ImageThe Five Love Languages, as defined by Dr. Gary Chapman, a well-known expert on marriage, are: Words of Affirmation, Quality Time, Receiving Gifts, Acts of Service, and Physical Touch. Each individual has dominant love languages, which significantly impact relationships. Some relationships forgo one love language altogether, for example a pair of life-long friends may never utter the phrase “I love you,” but love one another deeply. In The Princess Bride Wesley shows his love for Buttercup through acts of service, followed by three other little words: “As You Wish.” Just as there is no “right” way to learn, there is no “right” way to love another person. We all love in our own way, in our own style.

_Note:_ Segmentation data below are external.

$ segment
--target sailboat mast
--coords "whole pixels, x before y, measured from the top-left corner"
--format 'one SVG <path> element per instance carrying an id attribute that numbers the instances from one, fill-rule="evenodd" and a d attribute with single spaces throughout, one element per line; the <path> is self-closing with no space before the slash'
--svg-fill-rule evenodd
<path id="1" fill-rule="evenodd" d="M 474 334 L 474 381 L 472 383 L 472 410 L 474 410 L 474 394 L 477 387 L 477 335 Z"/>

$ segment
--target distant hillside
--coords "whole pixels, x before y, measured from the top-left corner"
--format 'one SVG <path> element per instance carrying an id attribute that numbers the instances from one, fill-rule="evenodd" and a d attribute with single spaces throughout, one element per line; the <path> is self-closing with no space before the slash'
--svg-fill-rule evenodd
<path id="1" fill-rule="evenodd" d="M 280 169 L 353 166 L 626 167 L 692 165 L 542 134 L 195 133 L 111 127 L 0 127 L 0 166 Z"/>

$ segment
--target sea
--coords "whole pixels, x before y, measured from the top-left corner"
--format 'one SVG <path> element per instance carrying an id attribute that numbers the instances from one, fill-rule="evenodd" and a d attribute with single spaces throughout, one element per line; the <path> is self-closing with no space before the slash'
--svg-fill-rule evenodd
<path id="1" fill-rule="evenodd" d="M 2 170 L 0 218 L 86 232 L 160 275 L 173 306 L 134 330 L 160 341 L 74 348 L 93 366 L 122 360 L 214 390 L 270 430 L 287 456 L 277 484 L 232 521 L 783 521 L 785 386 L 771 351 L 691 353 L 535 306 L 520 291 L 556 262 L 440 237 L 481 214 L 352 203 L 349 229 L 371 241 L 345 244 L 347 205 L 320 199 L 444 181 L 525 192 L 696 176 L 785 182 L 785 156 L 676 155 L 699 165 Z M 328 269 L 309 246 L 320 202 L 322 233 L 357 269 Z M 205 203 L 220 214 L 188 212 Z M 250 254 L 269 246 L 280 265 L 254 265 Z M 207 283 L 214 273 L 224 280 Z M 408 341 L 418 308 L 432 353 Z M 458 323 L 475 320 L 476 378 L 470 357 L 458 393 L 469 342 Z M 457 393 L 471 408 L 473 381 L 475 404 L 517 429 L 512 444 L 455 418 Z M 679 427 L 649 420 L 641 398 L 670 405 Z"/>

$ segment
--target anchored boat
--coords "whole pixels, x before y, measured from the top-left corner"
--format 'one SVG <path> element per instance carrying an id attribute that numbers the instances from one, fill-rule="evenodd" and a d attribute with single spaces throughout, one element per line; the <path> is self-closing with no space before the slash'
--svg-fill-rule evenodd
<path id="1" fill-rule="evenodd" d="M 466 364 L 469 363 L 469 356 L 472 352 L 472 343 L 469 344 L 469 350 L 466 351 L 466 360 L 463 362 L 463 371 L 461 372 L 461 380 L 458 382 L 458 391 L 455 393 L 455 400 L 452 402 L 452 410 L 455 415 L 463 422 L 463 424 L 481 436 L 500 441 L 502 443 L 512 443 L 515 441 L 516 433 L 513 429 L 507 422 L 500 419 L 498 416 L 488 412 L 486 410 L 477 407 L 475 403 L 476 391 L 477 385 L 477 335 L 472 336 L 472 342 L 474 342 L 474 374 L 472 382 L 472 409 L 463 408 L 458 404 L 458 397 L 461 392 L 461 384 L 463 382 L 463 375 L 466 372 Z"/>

Loving others is my life’s ultimate joy. I’m fortunate in that I also like all the people I love. Therefore, I enjoy spending time with them. “Quality Time” is my dominant love language. If I love you, I want to be with you; I want to spend time with you; I want you around; I want to hang out; I want to come early to the party and stay too late. I communicate my desire to spend quality time with my friends and family when I invite them over for brunch and out for drinks and for a picnic, or just for coffee or to talk. The people in my life are the stars that light my universe.

“Words of Affirmation” are second on my list of love languages, fitting for a student of poetry. My favorite love poem is the Imageevocative and provocative “I like my body when it is with your body” by ee cummings. If I can’t write you a poem, I will send you a long letter. When I go on a trip, I always send postcards. Spend time with me, and you’ll hear the way I love you: I’ll call you ‘kitten’ or ‘sis’ or ‘dear’ or ‘darling’ or ‘doll’ or ‘doll face’ or ‘sugar plum’ or ‘baby shugs’ or ‘pumpkin’ or ‘sweetheart’ or, Maria’s favorite, ‘sweet potato’. Terms of endearment: love gift-wrapped in words. I am quick to say “I love you,” quicker now that I’m older, wiser, too.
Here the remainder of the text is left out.